Precisei contratar um advogado, que foi caro, para tentar entrar no Navy Review Board, o consulado que resolve esse tipo de coisa para garantir meu benefício. A resposta demorou, e veio que eu precisaria mudar o status da minha dispensa, porque recebi baixa da Marinha por ‘desobediência’, pelo abuso de pílulas. Nesse tempo, me curei da dependência e me formei em 2014 em Serviço Social, porém contraí essa dívida estudantil que não consigo pagar, e meu crédito está congelado. Até posso pedir um empréstimo, mas os juros são altos demais. Meu processo para acessar esse financiamento universitário corre na justiça.
Esse ‘status’ de veterano traz benefícios para outros negócios, como montar um empreendimento ou alugar casas. Em Nova York, por exemplo, há uma fila na hora de alugar apartamentos que nos dão preferência e vários serviços privados priorizam veteranos na hora do atendimento. Muitas vezes, vou a um restaurante e, quando descobrem que sou veterano, ganho comida de graça! Em novembro, nos EUA, existe o Dia do Veterano, que é perto do meu aniversário e é o melhor dia para a gente sair na rua, porque ganha uma porrada de coisa. Temos esse apoio da comunidade, pelo menos.
Já o ex-presidente Trump é um cara que ameaçou os veteranos e quis cortar benefícios. No início de 2020, propôs cortar U$ 1,6 trilhão ao longo de 10 anos em nosso seguro saúde e outras assistências, algo que afetaria mais de 9 milhões de veteranos das Forças Armadas dos EUA, mas a proposta não prosperou no Congresso.
É importante ter algum ‘status’ por isso. Não é questão de ego. Faço parte do Veterans Affairs, que é subsidiado pelo governo e me garante várias assistências em pensão, saúde e moradia, apesar do financiamento universitário bloqueado. Coisas que uma pessoa comum não tem acesso. Aqui tem muita coisa com raça e todo mundo é misturado. A depender do estado norte-americano, se é um lugar de maioria branca e não estou de uniforme militar, é bem capaz de eu ser julgado e acharem que sou criminoso. Na Marinha, não existia esse preconceito, mas cheguei nos EUA em uma época que, nos censos, só havia a opção para se autodeclarar “hispano”. Eu batia o pé, dizendo que era latino. Achavam que português e espanhol era a mesma coisa.
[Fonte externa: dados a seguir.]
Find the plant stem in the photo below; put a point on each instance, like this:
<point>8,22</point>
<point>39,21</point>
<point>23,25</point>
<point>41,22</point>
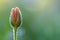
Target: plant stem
<point>14,33</point>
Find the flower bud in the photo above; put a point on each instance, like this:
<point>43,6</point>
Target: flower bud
<point>15,17</point>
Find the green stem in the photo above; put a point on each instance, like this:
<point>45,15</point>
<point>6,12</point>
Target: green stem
<point>14,33</point>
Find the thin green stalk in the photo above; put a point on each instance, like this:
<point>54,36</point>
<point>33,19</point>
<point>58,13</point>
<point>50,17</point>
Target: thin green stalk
<point>14,34</point>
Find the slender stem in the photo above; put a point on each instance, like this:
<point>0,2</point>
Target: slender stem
<point>14,33</point>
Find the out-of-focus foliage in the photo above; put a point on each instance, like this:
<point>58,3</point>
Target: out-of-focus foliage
<point>41,19</point>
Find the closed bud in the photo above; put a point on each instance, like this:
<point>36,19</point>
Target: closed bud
<point>15,17</point>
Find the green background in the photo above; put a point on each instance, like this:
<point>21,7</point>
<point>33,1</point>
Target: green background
<point>41,19</point>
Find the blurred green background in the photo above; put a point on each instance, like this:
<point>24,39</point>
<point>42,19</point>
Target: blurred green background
<point>41,19</point>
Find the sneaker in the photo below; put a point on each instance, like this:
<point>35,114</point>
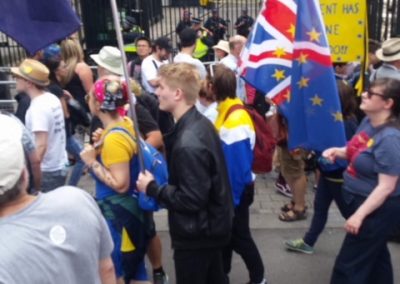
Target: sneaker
<point>299,245</point>
<point>282,187</point>
<point>160,278</point>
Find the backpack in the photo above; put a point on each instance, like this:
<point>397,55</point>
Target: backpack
<point>265,143</point>
<point>155,163</point>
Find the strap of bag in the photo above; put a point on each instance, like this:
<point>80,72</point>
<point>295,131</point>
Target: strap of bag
<point>232,109</point>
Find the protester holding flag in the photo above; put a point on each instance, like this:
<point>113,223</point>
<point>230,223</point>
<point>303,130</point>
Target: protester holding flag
<point>236,131</point>
<point>45,120</point>
<point>371,189</point>
<point>288,58</point>
<point>331,179</point>
<point>115,171</point>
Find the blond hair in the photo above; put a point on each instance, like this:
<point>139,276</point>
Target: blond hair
<point>72,54</point>
<point>182,76</point>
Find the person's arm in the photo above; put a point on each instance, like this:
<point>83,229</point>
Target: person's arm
<point>154,138</point>
<point>85,75</point>
<point>41,138</point>
<point>194,182</point>
<point>34,162</point>
<point>150,72</point>
<point>116,176</point>
<point>107,272</point>
<point>386,185</point>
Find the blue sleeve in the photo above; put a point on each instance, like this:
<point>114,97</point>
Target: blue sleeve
<point>387,155</point>
<point>239,160</point>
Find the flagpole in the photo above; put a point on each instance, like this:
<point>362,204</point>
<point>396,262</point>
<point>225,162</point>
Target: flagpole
<point>132,98</point>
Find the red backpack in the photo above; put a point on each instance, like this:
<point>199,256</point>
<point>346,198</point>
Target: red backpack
<point>265,141</point>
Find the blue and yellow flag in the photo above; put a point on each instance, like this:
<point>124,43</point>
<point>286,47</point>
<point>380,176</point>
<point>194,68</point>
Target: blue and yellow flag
<point>288,58</point>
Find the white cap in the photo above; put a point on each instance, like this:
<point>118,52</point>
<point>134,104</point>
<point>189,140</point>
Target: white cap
<point>12,158</point>
<point>109,58</point>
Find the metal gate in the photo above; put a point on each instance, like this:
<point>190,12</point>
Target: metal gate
<point>160,17</point>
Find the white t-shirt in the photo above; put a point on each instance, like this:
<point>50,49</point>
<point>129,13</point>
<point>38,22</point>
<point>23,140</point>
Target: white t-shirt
<point>59,238</point>
<point>45,114</point>
<point>211,112</point>
<point>186,58</point>
<point>150,66</point>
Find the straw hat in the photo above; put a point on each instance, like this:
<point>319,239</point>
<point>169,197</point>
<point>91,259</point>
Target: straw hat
<point>32,71</point>
<point>390,50</point>
<point>223,45</point>
<point>109,58</point>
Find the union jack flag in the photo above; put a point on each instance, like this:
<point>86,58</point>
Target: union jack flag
<point>287,57</point>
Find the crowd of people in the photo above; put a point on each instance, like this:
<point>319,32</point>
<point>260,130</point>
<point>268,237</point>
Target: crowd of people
<point>193,114</point>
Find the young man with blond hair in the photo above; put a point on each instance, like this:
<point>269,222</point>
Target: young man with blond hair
<point>198,196</point>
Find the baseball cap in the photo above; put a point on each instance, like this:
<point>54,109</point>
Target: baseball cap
<point>12,158</point>
<point>163,42</point>
<point>52,52</point>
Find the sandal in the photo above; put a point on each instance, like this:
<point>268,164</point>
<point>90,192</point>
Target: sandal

Hoje, estou bem estabelecido em Nova York, com minha família, namorada e amigos. Aqui o freelancer é fácil, então tenho capacidade de fazer dinheiro. Trabalho em um estúdio de perfuração, com piercings, e estou montando uma linha de produtos de ervas medicinais. Mas algumas cicatrizes da guerra perduram. É contraditório isso, mas eu não acredito na guerra.
Penso que há tantas guerras porque não são os líderes que lutam, eles enviam soldados no lugar. Não há essa honra no mundo. Se fosse assim, muita besteira não sairia da boca de gente como o Trump, que tem outras pessoas para lutar por ele. É muito fácil querer brigar quando você tem o luxo de se esconder atrás de um exército. Guerra é perda de tempo e covardia.